Hurple Hoopla

Saturday, November 12, 2005

Archival story - Heath & Melissa vs the Mighty Skwuggle Empire!

It's a bit noticable that I have yet to find my voice, or my muse, as far as this Blog-thing goes. So, to mark time while I decide what direction to go with my posts, I thought I'd post an old story, and introduce everybody to the Mighty Skwuggle Empire!

This post has been slightly updated from the original, as a gift to someone special.

And it starts... here:



This past Saturday, Melissa and I decided to meet at 4 PM at Stones River Mall, Murfreesboro's excuse for a grand shopping experience (yeah, right). Great, right? Well, little did we know that the evil alien race known as the Skwuggles (from the planet Skwuggi, naturally) had chosen that exact time to launch an invasion of Earth. And, also, little did we realize that they had chosen Stones River Mall as their ground zero.

Luckily, I happened to have my Neato-Keen, Super-Cool, Anti-Skwuggle Pocket Blaster (tm) with me. But, unfortunately I had forgotten to bring along the Wild And Wacky Ultra-Compact Thermo Nuclear Power Supply (tm) pack for the blaster (oops). Thank goodness Wal-Mart carries NKSCASP Blaster supplies in their 'housewares' section, and, also, thank goodness there was a Wal-Mart in this mall.

While all around us was confusion and panic, I grabbed Melissa's hand and together we quickly made our way through the crazed throng of patrons trying to get away from the alien balls-of-fur and their deadly foot-tickler rays. Our passage was made simpler by the fact that Melissa had had the forethought to bring along both her Really-Not-So-Bad-Smelling Skwuggle Repellent (tm) and her Throng Be Gone Spray Gun (tm). Finally, after what seemed like hours (but was actually 45 seconds), we were inside Wal-Mart, in the housewares section staring at the empty space that had once contained the WAWUCTNPS packs. They were sold out. It seemed we were out of luck, not just Melissa and I, but also the entire planet.

Then she had an idea and quickly relayed it to me. Would it work? I wasn't sure, but at that point anything was worth a try. We darted back to the hardware section and gathered our supplies. Then, after a quick stop by the candy section, we got in the check-out line. As usual, we got behind a little old lady, who I'm sure is really sweet in everyday life, but was buying a ton of merchandise and paying for it by counting out pennies, one-at-a-time (Don't you hate it when the fate of the planet is at stake and you wind up behind someone like that?). After a wait that seemed to be days (but was actually 1 minute 36 seconds) we were outside assembling our own makeshift Thermo Nuclear Power Supply pack, which, when finished, I hot-wired to my blaster. Then, I loaded up the reactor with Snickers Bars (nothing better for causing atomic reactions), and, finally, we were ready for action!

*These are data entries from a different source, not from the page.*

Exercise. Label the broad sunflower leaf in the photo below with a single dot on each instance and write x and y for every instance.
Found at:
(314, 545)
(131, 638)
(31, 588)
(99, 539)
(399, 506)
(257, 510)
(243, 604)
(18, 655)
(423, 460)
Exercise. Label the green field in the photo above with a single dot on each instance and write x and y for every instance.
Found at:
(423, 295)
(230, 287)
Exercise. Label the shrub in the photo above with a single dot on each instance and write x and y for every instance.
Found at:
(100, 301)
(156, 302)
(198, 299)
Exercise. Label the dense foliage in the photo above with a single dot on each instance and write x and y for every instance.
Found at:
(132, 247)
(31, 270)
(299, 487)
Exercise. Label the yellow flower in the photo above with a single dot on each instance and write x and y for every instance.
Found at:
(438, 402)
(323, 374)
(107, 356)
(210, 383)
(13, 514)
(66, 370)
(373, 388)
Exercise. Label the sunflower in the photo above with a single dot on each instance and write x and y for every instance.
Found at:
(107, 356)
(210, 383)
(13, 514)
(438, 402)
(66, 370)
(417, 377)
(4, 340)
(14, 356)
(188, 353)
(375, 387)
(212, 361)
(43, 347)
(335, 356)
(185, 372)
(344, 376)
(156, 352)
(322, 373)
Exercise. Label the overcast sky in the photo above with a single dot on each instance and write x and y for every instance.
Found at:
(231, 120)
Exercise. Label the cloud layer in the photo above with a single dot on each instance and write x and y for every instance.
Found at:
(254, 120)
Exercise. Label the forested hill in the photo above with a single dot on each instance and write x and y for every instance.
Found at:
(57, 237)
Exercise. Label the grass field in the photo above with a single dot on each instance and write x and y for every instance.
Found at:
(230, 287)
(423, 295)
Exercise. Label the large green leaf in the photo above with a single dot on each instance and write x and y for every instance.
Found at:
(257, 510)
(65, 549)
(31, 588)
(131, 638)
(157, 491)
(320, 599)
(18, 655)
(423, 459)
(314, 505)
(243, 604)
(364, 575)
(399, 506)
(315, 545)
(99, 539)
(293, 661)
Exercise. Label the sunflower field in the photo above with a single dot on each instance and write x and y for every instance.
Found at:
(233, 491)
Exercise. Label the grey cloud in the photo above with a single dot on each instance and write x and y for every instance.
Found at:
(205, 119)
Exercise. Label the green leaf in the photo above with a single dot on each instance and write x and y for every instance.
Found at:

Since the Snickers Bars contained more atomic energy than the blaster's usual power supply, we quickly fought our way through the town; eliminating what seemed like millions of Skwuggles (but was actually 110) along our way. After awhile we passed an O'Charley's restaurant, so we stopped for dinner. Our waitress was very friendly, if somewhat artificial (Hmm, could she have been a robot from the planet Moglaphat trying to infiltrate our planets food chain? I guess that's a story for another time). The catch-of-the-day was Trout, so we both ordered chicken.

After dinner, we continued our fight with the horrible, furry, mindlessly evil (but still kinda cute in a way) Skwuggles. The battle raged fierce and long and by the end all of Murfreesboro, especially Stones River Mall, was completely devastated. But, the planet was safe. We had defeated the alien menace. And, the cleaning bill for my clothes was only $5.67, not bad really.

Then we went to a movie.

The End...

For now.

1 Comments:

  • You really really are a story teller. And they say that I have interesting and goofy stories.